IMF: POOR COUNTRIES NEED $25 BILLION TO DEAL WITH MELTDOWN


Financing needs for the world’s poorest countries, hit by the global crisis, will increase by $25 billion in 2009, possibly as much as $140 billion, the International Monetary Fund said on Tuesday.

“The global financial crisis is expected to have a severe impact on growth and external stability in low-income countries,” the IMF said in a new report that looks at the effects the spreading crisis will have on poor states.

It said if the global downturn worsens “the needs could be much larger, approaching $140 billion in a ‘bad case’ scenario.”
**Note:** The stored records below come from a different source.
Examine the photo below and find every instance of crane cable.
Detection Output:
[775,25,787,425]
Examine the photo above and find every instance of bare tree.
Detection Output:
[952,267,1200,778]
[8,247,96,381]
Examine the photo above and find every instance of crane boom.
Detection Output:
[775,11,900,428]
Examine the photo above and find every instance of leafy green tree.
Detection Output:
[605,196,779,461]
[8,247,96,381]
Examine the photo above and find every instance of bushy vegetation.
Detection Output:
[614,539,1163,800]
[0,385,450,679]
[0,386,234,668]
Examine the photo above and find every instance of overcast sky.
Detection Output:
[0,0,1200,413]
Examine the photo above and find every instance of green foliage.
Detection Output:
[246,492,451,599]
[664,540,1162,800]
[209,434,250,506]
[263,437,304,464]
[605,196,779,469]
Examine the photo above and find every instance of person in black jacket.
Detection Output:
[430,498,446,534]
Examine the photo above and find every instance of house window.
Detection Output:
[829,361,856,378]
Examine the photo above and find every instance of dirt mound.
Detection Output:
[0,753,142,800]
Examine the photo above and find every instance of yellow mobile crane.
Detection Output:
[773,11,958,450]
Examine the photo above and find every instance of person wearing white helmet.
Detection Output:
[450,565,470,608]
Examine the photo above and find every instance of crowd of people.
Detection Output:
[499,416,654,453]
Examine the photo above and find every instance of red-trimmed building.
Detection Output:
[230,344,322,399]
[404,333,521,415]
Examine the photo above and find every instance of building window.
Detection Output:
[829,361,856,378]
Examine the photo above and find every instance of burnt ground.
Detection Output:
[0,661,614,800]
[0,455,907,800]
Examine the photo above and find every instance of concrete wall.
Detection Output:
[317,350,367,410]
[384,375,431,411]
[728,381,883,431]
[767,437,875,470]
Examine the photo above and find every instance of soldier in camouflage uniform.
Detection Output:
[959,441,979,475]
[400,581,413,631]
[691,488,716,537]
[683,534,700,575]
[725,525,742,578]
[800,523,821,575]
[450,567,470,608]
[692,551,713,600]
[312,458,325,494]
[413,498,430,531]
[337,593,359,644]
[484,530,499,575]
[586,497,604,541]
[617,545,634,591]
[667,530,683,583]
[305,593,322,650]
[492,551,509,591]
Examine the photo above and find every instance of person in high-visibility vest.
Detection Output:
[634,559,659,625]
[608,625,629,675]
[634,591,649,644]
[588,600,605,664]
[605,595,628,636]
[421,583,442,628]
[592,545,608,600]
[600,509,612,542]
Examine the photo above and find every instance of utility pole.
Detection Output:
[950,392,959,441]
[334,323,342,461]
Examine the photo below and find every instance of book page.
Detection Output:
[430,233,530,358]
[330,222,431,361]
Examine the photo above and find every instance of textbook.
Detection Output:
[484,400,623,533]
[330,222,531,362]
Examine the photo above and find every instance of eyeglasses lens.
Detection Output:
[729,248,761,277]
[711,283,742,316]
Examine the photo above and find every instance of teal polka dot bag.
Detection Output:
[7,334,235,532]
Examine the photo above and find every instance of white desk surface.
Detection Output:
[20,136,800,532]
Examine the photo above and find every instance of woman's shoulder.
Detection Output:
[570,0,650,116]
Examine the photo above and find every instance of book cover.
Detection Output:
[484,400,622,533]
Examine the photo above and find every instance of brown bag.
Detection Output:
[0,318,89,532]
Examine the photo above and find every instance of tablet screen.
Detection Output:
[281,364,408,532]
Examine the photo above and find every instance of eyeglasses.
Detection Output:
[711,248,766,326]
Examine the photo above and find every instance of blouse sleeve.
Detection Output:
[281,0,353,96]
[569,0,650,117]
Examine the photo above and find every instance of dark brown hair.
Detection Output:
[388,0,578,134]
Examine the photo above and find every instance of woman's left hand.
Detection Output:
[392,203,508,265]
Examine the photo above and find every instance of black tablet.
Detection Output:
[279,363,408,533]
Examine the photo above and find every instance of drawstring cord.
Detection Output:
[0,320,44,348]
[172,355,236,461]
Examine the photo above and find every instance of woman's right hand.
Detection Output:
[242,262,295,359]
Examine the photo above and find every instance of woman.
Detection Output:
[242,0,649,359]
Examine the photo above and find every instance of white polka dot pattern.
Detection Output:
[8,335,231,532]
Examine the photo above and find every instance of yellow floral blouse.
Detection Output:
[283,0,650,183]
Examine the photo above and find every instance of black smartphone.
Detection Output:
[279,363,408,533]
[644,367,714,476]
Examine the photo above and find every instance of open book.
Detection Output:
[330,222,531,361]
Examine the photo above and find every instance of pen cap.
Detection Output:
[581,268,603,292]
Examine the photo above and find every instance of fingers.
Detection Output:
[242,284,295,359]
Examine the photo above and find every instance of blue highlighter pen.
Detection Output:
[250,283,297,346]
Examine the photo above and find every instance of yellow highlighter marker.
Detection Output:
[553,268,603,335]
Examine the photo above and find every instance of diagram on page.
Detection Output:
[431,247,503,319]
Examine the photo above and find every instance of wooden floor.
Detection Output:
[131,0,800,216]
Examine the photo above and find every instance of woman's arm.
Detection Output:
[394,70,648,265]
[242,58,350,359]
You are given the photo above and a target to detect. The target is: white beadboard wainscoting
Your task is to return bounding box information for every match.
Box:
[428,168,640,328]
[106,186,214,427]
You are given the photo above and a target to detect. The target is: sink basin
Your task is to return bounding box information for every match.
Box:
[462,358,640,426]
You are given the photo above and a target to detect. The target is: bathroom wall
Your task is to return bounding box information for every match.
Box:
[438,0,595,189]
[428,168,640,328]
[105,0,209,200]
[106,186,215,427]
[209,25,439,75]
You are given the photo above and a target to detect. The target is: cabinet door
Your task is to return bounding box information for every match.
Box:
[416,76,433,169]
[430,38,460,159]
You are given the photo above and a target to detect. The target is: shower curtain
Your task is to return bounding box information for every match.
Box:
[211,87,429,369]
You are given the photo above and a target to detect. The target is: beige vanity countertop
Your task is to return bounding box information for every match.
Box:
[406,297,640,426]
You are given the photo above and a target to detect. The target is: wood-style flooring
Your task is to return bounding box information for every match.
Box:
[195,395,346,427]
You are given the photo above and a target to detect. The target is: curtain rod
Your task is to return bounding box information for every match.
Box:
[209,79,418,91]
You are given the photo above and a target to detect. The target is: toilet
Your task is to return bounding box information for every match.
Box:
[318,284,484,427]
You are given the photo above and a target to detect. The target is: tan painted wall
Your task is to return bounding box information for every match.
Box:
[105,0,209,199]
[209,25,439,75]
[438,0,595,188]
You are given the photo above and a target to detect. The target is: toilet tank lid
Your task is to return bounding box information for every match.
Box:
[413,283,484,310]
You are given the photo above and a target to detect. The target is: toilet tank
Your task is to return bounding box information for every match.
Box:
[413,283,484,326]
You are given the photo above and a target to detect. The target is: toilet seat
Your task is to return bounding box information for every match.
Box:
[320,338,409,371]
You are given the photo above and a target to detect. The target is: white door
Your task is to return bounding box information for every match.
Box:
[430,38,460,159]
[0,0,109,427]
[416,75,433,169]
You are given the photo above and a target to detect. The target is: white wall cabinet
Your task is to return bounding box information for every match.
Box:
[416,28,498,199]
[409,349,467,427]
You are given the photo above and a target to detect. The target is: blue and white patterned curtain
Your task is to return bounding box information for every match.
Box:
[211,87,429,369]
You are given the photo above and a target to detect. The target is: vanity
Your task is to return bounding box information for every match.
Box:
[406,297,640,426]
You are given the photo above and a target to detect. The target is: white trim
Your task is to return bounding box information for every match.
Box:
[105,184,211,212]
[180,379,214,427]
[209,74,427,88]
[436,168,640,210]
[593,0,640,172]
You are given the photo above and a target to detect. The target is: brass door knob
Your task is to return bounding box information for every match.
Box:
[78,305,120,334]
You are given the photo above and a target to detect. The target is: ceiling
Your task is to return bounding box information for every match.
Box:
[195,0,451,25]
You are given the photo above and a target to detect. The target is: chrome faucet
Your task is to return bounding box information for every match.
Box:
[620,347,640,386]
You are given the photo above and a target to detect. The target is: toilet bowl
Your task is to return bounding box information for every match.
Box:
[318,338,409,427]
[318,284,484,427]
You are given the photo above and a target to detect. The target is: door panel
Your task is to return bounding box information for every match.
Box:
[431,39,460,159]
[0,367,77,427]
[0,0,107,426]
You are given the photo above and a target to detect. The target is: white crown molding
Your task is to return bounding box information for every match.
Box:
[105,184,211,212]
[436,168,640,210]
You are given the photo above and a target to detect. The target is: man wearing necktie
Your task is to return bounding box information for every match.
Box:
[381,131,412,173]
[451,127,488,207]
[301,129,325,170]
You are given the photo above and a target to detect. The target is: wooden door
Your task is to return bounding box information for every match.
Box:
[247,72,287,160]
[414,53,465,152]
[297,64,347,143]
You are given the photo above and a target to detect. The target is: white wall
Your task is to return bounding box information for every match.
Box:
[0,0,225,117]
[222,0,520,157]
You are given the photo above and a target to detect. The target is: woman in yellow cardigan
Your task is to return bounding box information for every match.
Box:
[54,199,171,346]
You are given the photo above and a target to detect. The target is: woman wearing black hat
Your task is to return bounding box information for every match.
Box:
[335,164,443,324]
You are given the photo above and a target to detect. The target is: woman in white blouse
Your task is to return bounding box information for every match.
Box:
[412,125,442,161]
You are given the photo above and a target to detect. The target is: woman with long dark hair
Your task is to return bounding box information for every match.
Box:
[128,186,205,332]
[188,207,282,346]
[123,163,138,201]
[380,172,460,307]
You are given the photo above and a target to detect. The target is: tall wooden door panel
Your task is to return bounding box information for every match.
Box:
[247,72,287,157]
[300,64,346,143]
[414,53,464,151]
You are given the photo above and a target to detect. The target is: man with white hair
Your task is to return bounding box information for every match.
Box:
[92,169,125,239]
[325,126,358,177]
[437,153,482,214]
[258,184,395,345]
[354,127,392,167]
The IMF said it had identified 26 countries, many of them oil exporters, that are particularly vulnerable to the global downturn and collapse in commodity prices and which will require donor support.

It urged the international community, including donor nations, to step up their assistance in the face of a worsening crisis.

At the same time, the IMF said it was concerned that aid could dive by as much as 30 percent this year relative to their 2008 value, as recession in advanced countries cuts into aid budgets.

“Potential declined in donor support and tighter financing conditions will likely impose further pressures on low-income countries’ budgets,” the IMF said.

While the financial systems in poorer countries were not directly hit by the financial crisis, the IMF said some countries that had started to tap international markets had seen their access virtually come to an end.

The Fund said domestic banks may be hit by second-round effects as the economic downturn increases the number of borrowers unable to repay their loans.

It said countries should focus on macroeconomic stability, and in countries with falling inflation there may be scope for monetary easing. Countries with flexible exchange rates should allow them to move so they act as shock absorbers, it added.